The Iowa Legislature overwhelmingly approved a bill enhancing marijuana penalties for repeat offenders, and enabling police officers to conduct drug tests on drivers who appear to be operating under the influence of marijuana. Senate Bill 2391 now awaits action from Republican Gov. Terry Branstad.
Carl Olsen, head of Iowa NORML, called the measure “incredibly harsh” and cautioned that the new law could entangle many casual marijuana users in the criminal justice system. “People who now face a maximum six month jail term in Iowa for the simple possession of small amounts of marijuana will face two years in prison and a $5,000 fine for third and subsequent offenses,” he said.
Senate Bill 2391 also allows law enforcement to check motorists for the presence of marijuana metabolites — presumably by urine or blood tests — if there is a reasonable suspicion to believe the motorist is driving under the influence of the drug. Because the law sets no legal threshold for drugs other than alcohol, S.B. 2391 states that the detection of any amount of marijuana metabolites is grounds for obtaining a conviction of driving while intoxicated. The law fails to specify how or where police will administer the drug tests.

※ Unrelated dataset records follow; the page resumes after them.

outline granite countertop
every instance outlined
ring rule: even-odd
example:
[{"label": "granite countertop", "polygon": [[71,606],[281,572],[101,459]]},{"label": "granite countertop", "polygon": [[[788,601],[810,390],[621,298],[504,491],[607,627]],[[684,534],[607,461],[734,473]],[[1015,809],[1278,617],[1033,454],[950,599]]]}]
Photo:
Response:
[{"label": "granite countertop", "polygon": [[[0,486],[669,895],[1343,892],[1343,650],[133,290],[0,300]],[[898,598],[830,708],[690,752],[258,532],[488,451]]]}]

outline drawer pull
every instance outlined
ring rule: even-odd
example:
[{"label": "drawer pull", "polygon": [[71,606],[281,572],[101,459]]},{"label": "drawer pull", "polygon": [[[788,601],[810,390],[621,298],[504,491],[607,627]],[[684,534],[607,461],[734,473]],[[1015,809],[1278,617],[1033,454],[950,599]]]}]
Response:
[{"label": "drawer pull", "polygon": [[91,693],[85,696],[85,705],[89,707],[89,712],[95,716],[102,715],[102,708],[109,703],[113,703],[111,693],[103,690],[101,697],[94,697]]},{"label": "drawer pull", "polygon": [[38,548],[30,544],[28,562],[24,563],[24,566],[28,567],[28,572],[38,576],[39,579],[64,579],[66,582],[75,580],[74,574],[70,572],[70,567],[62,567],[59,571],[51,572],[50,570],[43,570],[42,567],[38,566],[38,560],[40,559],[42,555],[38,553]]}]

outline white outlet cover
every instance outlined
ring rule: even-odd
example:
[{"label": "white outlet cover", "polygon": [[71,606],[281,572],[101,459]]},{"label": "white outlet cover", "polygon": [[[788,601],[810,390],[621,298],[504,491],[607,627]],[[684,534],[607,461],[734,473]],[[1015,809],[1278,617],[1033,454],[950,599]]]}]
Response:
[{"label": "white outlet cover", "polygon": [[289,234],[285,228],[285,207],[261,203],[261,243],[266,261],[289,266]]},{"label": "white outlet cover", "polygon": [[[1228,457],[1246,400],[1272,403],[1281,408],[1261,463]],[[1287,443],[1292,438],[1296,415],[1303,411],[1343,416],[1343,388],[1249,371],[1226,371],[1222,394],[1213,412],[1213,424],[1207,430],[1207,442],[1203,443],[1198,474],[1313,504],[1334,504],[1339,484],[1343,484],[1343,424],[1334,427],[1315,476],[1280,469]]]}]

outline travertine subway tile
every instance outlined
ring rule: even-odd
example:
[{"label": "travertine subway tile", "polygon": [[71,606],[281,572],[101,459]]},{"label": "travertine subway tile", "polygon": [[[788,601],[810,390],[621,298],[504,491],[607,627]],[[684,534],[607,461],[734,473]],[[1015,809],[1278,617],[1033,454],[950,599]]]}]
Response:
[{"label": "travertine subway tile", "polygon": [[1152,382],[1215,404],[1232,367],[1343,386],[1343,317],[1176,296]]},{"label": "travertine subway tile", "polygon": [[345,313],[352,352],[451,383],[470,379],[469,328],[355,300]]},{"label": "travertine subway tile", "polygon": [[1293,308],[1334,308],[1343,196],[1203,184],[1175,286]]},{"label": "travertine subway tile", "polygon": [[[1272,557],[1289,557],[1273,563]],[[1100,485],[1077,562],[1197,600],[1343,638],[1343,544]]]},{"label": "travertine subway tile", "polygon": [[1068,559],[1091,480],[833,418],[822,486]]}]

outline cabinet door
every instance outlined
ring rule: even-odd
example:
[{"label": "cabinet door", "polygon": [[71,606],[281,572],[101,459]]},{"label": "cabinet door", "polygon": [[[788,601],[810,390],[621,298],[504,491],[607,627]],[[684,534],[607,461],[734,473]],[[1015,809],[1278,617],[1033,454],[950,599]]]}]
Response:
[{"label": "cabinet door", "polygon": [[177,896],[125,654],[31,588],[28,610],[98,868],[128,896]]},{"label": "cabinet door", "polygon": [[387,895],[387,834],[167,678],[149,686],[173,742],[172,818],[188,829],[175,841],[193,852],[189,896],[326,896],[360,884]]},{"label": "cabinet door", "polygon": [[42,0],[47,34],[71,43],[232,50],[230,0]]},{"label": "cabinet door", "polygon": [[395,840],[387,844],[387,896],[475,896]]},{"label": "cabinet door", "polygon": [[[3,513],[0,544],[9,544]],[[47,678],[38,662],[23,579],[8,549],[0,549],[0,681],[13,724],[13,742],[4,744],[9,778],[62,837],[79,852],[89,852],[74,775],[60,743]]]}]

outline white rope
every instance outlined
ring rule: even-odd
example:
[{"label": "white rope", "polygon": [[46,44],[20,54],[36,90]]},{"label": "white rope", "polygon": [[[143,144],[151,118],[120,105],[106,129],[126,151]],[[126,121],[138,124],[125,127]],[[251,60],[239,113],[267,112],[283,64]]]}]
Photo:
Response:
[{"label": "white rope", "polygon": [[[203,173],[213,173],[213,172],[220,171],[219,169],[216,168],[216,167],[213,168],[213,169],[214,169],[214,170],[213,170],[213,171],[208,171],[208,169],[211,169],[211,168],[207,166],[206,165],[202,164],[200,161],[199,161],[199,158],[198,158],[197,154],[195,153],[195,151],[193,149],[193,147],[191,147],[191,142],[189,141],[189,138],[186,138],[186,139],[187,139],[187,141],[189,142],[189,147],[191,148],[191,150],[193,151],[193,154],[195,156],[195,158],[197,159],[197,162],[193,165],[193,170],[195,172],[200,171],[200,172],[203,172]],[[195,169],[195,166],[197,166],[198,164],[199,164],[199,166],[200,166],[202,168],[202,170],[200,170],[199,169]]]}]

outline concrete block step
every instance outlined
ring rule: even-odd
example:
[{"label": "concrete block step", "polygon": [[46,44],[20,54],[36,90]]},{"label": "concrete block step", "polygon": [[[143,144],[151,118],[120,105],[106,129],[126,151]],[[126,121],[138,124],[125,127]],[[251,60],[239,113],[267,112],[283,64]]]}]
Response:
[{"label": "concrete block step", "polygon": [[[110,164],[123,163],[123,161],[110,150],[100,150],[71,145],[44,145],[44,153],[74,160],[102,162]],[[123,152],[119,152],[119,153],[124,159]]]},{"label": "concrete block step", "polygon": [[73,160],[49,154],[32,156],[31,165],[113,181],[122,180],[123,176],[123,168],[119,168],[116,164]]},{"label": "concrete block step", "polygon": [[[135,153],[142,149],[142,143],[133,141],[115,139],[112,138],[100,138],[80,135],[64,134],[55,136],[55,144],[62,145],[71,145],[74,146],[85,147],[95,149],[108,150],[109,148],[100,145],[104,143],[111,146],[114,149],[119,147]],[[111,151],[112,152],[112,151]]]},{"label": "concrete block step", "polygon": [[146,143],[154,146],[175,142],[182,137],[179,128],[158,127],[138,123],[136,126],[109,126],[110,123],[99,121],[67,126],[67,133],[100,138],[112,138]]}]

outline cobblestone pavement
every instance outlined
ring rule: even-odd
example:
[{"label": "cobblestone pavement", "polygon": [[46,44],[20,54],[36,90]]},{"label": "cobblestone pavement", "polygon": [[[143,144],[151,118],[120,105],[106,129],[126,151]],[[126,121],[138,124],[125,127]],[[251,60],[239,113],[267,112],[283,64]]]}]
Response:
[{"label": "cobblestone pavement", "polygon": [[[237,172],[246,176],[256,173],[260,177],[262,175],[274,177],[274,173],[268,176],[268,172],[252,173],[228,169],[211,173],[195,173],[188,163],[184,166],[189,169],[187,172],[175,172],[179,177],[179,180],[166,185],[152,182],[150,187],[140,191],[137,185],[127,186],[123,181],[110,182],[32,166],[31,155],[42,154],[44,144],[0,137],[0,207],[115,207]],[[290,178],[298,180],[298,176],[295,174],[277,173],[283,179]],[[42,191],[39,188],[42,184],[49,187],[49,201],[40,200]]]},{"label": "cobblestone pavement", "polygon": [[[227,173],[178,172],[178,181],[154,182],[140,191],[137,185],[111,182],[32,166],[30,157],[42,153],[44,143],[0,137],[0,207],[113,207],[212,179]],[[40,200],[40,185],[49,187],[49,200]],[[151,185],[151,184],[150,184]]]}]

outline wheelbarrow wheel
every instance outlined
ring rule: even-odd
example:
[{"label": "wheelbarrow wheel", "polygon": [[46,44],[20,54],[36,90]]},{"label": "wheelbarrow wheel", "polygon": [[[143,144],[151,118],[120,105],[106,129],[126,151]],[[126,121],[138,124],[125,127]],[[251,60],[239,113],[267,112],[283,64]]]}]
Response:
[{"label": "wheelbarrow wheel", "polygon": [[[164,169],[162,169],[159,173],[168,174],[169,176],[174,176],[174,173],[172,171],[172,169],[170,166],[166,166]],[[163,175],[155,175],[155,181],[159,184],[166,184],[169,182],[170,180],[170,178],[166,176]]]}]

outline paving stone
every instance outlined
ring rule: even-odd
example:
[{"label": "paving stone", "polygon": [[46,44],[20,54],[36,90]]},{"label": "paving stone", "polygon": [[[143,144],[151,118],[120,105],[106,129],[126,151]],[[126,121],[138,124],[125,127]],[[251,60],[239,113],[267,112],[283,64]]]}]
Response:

“The presence of non-psychoactive marijuana metabolites in the urine is not evidence of impairment,” warned Allen St. Pierre, Executive Director of The NORML Foundation. St. Pierre noted that metabolites often remain in the urine for days and sometimes weeks after the intoxicating effects of marijuana have worn off. “You could have someone who smoked marijuana on Sunday be arrested on Tuesday and charged with driving under the influence,” he said.
Attorney Tanya Kangas, Director of Litigation for The NORML Foundation, questioned the constitutionality of the drug-testing proposal. “Implementing S.B. 2391 will violate privacy and search protections,” she said. “Blood tests are excessively invasive; urine tests do not indicate impairment and cannot be collected consistent with constitutional standards for traffic stop searches. We can restrict people from driving while impaired without violating the Constitution as this law proposes.”